Around the turn of the century (man, it’s still weird to use that phrase in 2008), I started reading about a bootlegged series of cassettes making the rounds, of Cambodian rock and soul recordings from before that country’s dark, post-Vietnam war years under despot Pol Pot. These recordings, I read, were all that were left, like audio archeology, of musicians who had absorbed Western pop and soul and rock during the 1960s and early ’70s, and both covered those songs enthusiastically in their own language, Khmer, and wrote original songs using those sonic elements as their foundation. These musicians had all been slaughtered in Pol Pot’s killing fields, the stories went, and these three-decades-old echoes were all that was left of that creative explosion.
I finally got a hold of some of these recordings (some are now available via legitimate avenues including Amazon.com, no doubt cleaned up and sounding much better than many of the tinny recordings I got). They were exciting, and fun to listen to, but spooky when you realized all the artists were killed within a few years of the recording sessions. Sometimes they were faithful recreations of familiar songs — until the lyrics came in. But whether they were covers or original, the playing and singing had an irrepressible and irresistible spark.
Those recordings were enough to inspire a pair of California brothers to pursue the sound and make their own fresh echoes of long -ago Cambodian pop in a unique group called Dengue Fever, which has over the years evolved from re-creating the sound of the old Cambodian scene to integrating those sounds in a fresh take on world pop.
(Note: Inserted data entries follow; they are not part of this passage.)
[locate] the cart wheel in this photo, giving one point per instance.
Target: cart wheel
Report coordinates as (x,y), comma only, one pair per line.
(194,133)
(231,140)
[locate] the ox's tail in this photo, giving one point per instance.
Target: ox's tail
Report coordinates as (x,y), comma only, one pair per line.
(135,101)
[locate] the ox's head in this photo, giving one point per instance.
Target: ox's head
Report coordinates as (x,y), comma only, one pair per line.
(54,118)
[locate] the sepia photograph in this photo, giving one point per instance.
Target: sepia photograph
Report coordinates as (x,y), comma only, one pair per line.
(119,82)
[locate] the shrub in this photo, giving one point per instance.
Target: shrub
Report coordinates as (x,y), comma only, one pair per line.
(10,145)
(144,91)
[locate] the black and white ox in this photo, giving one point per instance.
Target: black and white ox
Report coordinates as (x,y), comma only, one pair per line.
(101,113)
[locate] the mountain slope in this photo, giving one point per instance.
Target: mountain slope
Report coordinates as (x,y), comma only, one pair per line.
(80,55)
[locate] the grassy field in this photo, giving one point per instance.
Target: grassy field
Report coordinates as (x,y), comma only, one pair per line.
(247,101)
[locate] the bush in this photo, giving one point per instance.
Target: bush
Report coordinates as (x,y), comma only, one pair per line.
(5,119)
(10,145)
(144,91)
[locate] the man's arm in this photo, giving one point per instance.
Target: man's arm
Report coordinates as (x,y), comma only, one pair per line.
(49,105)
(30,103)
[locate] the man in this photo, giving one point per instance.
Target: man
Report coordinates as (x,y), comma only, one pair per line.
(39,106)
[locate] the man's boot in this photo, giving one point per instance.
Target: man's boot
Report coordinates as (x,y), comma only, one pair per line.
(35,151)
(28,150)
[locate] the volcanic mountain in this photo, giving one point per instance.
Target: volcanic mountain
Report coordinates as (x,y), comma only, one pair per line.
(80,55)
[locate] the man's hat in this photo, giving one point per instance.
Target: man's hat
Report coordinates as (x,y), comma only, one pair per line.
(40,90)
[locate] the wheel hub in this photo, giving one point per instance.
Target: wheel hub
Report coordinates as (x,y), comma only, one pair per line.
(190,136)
The band came to be when Zac Holtzman visited Cambodia and heard the long-ago tapes being played by people during his trip. When he came back to LA, he and his brother Ethan decided to play the music… except they needed a Cambodian to sing in Khmer (after all, if they played the styles and sang in English, they’d just be playing interesting American indie rock). They found their voice in the form of diminutive Chhom Nimol, who was singing along to contemporary Cambodian pop songs in a karaoke bar in the an area dubbed “Little Phnom Penh” in Long Beach), and Dengue Fever was off and spreading
Together, they’ve released three full-length albums and two EPs, and toured the world, including Cambodia, playing large outdoor stages and small clubs. The group’s coming to Denver next Wednesday, to a club called the hi-dive. You can preview the show and hear some of the group’s music on the band’s MySpace page.
The music veers between gentle, folk-rock and a psychedelic rhythmic bed over which Nimol soars with her sometime otherworldly wavering vocals and more conventional upbeat pop. Some songs also weave in what sound like world music flourishes from other parts of the globe, and occasionally, retro waves of lounge music. The newer songs also mix in English lyrics.
The band’s an interesting amalgram — a perfect living mashup for the shrinking distance between Asian and American culture. And, a bridge back in time to a lost cultural era.
Who knows, if some of those Cambodian stars of 1972 were still alive, they might be superstars today.